Prepping for the Move
Let’s face it. Moving to a new city can be daunting, to say the least. If you’re an actor, moving from a small market like Chicago to THE market, Los Angeles, can feel like an impossible feat, and yet thousands of brave souls do it every year. So what’s the secret? How can we best prepare ourselves for a massive transition like this one?
I want to be careful with this post. There’s a fine line between being a slactor (mad props to Bonnie Gillespie for coining that term) and an obsessive compulsive worrier. Sitting on our butts won’t get us anywhere, but searching for a color-by-number approach to tackling the business can feel restricting. So instead of dolling out advice, why don’t I just talk about what has worked for me so far? This is what I’ve done leading up to my big move that has gotten me where I am today, with only 10 days until I head out west. Feel free to pick and choose what may or may not work for you!
Before my move to Chicago, I was seriously considering moving straight to Los Angeles. After talking with several people and reading a few books, I decided Chicago was a better place for me to start. From the beginning, I thought I’d spend two to five years in Chicago before moving to LA. This allowed me enough time to build up my resume, take classes, and become SAG-AFTRA Eligible. I’ve been told becoming eligible is more difficult in Los Angeles, and some agents don’t even look at you if you aren’t eligible there; I’m very happy to say I became eligible in Chicago. Eligibility tells agents in LA that you are not in the union, but that you are ready and willing to join as soon as the right gig comes along (assuming you have the money to do so).
After a year in Chicago, I took a trip to Los Angeles to check things out. I took a workshop called Self Management for Actors with LA Casting Director Bonnie Gillespie in which I learned some fantastic tips on how to sharpen my target and work in the LA-biz. This was a great workshop that set the foundation for a lot of the tools I currently use, but at the end of the day, I wasn’t convinced I was ready for LA just yet. After another year and a half, I took another trip out west. This time, I took two Casting Director workshops and intentionally visited various neighborhoods to see if I could see myself living there. (Check out my post about this trip here!)
When I came back, I knew I was ready.
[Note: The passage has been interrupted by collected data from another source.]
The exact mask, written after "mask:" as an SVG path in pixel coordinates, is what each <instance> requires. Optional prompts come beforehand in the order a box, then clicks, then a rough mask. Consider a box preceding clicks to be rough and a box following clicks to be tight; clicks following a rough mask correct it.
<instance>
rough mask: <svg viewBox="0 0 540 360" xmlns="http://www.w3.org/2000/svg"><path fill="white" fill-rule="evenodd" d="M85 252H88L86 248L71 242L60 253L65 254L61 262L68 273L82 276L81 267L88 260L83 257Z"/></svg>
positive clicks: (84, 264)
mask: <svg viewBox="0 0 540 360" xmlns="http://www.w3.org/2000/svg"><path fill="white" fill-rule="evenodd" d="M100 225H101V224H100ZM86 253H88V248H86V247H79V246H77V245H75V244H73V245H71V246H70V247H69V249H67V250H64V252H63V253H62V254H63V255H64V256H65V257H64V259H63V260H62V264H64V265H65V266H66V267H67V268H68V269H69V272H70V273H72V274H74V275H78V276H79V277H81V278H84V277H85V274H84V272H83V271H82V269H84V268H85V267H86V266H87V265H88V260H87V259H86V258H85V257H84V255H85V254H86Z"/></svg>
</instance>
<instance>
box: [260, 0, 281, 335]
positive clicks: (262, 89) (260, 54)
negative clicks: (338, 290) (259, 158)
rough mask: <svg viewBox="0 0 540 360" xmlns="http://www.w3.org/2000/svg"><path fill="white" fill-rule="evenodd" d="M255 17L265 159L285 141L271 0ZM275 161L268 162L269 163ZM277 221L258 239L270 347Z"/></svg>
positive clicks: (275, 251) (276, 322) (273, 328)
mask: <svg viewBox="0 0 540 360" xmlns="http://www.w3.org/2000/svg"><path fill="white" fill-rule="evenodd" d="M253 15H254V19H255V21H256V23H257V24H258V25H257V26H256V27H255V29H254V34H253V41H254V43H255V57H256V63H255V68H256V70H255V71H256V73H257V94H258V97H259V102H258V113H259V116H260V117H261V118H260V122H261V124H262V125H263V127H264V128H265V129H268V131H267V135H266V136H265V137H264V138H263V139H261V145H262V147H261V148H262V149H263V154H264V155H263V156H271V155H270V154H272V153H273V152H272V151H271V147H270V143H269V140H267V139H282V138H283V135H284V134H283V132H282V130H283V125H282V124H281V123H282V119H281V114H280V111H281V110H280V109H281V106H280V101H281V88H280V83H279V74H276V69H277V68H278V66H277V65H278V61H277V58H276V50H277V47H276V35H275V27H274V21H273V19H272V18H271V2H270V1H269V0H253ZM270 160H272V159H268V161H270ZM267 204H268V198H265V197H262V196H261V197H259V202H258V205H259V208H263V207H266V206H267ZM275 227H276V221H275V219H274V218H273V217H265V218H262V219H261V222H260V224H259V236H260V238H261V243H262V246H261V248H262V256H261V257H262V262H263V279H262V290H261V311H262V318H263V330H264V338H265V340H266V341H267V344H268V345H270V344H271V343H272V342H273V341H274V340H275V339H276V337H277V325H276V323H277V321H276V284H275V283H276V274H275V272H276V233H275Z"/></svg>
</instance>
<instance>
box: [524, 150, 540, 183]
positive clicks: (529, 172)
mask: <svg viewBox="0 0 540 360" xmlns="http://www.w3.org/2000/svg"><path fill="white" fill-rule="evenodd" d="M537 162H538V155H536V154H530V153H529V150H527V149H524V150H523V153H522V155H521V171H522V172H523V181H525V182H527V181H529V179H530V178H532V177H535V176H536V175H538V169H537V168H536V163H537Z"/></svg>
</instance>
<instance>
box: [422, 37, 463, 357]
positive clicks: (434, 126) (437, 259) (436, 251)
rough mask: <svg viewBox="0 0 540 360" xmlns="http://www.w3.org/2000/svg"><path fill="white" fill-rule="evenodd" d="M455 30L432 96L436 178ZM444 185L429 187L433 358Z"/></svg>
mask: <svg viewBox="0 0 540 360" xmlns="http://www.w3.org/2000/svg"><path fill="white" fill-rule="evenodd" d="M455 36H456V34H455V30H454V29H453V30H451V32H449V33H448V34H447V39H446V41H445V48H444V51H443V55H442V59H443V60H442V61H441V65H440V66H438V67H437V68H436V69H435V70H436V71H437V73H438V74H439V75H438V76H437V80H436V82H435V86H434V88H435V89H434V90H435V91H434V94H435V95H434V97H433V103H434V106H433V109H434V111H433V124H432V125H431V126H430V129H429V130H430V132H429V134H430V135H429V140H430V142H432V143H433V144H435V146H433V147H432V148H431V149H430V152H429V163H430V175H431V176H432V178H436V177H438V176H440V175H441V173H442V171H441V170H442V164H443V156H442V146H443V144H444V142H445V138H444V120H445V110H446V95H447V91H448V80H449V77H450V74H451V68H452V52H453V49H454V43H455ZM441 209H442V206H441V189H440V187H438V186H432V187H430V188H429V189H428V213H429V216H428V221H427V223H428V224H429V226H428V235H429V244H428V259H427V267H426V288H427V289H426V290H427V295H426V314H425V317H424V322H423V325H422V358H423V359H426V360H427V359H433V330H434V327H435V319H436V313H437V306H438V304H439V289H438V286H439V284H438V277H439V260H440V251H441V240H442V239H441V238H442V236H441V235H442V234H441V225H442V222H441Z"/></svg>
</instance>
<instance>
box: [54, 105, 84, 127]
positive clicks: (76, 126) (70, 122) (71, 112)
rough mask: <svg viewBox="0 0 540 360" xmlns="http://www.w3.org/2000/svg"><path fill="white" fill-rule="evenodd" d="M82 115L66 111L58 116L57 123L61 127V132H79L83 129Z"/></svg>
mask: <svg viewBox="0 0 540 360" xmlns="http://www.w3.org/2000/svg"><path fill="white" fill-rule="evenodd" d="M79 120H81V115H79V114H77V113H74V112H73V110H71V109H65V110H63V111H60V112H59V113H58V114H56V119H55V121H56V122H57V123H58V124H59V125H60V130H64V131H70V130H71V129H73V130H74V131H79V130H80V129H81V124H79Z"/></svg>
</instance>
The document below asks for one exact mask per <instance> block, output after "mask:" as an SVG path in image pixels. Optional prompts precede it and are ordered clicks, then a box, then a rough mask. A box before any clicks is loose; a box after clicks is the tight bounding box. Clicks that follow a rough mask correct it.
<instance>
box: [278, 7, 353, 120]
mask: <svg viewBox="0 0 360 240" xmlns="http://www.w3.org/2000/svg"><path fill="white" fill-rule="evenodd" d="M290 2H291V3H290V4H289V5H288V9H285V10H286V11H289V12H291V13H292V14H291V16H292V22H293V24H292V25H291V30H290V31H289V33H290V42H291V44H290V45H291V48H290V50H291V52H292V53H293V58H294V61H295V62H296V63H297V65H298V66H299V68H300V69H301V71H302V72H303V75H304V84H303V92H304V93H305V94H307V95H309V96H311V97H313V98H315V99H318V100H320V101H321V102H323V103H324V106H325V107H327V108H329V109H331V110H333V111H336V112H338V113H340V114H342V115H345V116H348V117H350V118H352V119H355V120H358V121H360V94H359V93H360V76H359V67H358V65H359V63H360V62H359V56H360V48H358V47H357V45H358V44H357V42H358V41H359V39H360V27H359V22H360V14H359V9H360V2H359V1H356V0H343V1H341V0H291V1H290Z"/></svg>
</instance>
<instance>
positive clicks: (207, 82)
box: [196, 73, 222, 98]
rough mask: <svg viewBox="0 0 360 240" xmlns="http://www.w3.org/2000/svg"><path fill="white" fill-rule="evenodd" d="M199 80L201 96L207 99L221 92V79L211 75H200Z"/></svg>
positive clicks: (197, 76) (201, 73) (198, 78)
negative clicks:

I was so ready that I didn’t even want to come back at all! This was in January of 2016. At that time, I had 5 more months on my Chicago lease. I figured this was just enough time to get a few more credits on my resume and do some of that SMFA research Bonnie was talking about back in my first LA trip. I knew I wanted any work in these last few Chicago months to really sharpen my brand, and so I took it upon myself to write two short films. I cast myself in these two projects, and they let buyers in on who I am and what my brand is.
I’d say the most overwhelming part of my preparation has been the pursuit of an agent. In Chicago, there are roughly 20 reputable agents. In LA, there are hundreds. It’s just a completely different ballgame. You simply cannot send out a mailing to every single agent in LA, and even if you could, why waste your time? Instead, I chose to do some major research and narrow my list down to about 15. In the months leading up to my move, I spent hours doing this research. I made a list of TV shows I could see myself on based on my brand. Using iMDBPro and CastingAbout, I took a look at the last couple of seasons from my target shows. I focused on Day Players (these roles usually don’t have a name, but rather a role, like “Judge” or “Neighbor.”) In doing this, I ensured I was only focusing on agents that work with actors who are in the same tier as myself. I would be wasting my time competing with actors who are booking Series Regular roles on shows. I’m just not there yet. The best part about this research is that over time, I began to see the names of agencies repeating over and over. This meant I was doing my research the right way! I compiled a list of agencies I ended up seeing several times over the several shows on my target list.
From there, I wrote postcards with my head shot on them to my target agents and sent them out at the beginning of May. This wasn’t too complicated. I simply let them know I will be moving in a few weeks and can’t wait to submit to them once I’m there. This is a great way to get your face in front of target agents for the first time. Think of it like a billboard. When you drive by a McDonald’s billboard on the highway, the odds of you pulling off at the next stop to get a Big Mac are extremely slim, but the image of a Big Mac is now in your head.
After my move, I will send out personalized cover letters with my head shot and resume to my target agents. Because of the postcards I’ve already submitted, this will be the second time they’ve seen my face (hopefully).
As Chicago actor and coach, Janelle Snow, says “How has your prep served you?” I am hoping my prep these past few months has served me well, but only time will tell!